Ah, sí, la nochevieja, eso era la cosa más importante de la que ocuparse. Mientras Jock continuaba su ronda, dimos cuenta de lo último que quedaba de las navidades. Unos minutos después sonó la campana anunciando la última ronda y Richie fue a por otras cervezas.
—Voy a ver si Morag quiere beber algo —dijo Tam.
Pero ella ya se había marchado.
Al volver al trabajo al día siguiente nos enteramos de cómo había pasado las fiestas Donald. No había señales de actividad en ninguna parte de las instalaciones de la empresa, así que cogimos nuestras palas con intención de seguir con la zanja donde la habíamos dejado. El tiempo lluvioso había dejado paso a una clara quietud, y una leve escarcha cubría los campos. Al acercarnos vimos la Cerca de Muestra brillando a la luz solar del invierno, pero había algo distinto en su aspecto: durante nuestra ausencia la cerca original había sido ampliada. Nos fijamos que había un nuevo tramo en cada extremo, en ángulo recto, de modo que la estructura formaba los tres lados de un cuadrado. El trabajo era nuevamente perfecto; las juntas no presentaban defectos y los postes estaban impecablemente alineados.
—¿Por qué la ha hecho de ese modo? —preguntó Tam.
—No lo sé —contesté.
—¿Cómo consigue que la alambrada esté tan tensa? —Tam tiró de una alambrada. Se oyó un sonido como de tictac, y Tam saltó hacia atrás, retirándose de la cerca—. ¡Hay que joderse, coño! ¡Está conectada!
—Primero deberías haber probado —dije.
—¡Que le den por el culo a las pruebas! —soltó—. No me voy a acercar nunca más.
—Ahí está Donald —anunció Richie, y todos nos pusimos a examinar atentamente distintos aspectos de la Cerca de Muestra. Donald acababa de cruzar la cancela de la esquina del campo y avanzaba hacia nosotros.
—Apuesto lo que quieras a que la ha conectado a propósito cuando ha visto que veníamos a echar una ojeada —dijo Tam.
Sí, pensé yo, probablemente lo haya hecho. Según se acercaba, Donald recorría la línea de nuestra zanja mirándola de vez en cuando, sin duda comprobando si era lo bastante profunda.

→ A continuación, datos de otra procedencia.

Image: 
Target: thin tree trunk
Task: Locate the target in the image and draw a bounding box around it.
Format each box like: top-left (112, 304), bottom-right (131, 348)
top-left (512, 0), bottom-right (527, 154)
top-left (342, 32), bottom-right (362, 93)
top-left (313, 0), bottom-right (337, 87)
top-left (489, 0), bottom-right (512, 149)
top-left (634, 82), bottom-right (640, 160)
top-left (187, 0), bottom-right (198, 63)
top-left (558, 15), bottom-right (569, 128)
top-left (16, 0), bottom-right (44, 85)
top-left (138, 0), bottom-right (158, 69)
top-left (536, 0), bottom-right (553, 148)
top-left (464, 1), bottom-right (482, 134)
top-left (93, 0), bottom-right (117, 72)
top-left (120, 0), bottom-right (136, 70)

—Me alegra que hayáis vuelto inmediatamente después de las fiestas —dijo cuando llegó—. Ya pensaba que tenía a mi cargo una panda de vagos.
—Oh, nada de eso —dije yo.
—Bueno, parece que habéis avanzado razonablemente en vuestro trabajo de excavación. Tres o cuatro días más y estará terminada.
Hice un gesto con la cabeza hada la Cerca de Muestra.
—Has estado muy ocupado.
—Sí —contestó Donald.
Y una vez más empezó a realizar un examen a fondo de la brillante estructura. Le seguimos sin ganas mientras recorría las tres partes unidas.
—¿Va a formar un cuadrado cuando esté terminada? —pregunté.
—Exacto.
—¿Con una puerta?
—Sin puerta.
—Entonces, si alguien está dentro y la electricidad está conectada, no podrá salir.
—Así es, no podrá —confirmó Donald—. Recuerda que sólo es para hacer demostraciones. —Dejó pasar unos momentos para que digiriéramos su observación—. ¿Alguna pregunta más?
—¿Dónde está Ralph? —preguntó Tam.
—Nos hemos quedado sin él.
—¿De verdad?
—Me temo que sí.
—¿Cómo es eso?
—Durante las primeras pruebas hubo un accidente. —Donald apoyó una mano en uno de los postes guía—. Está ahí abajo, si queréis presentarle vuestros respetos.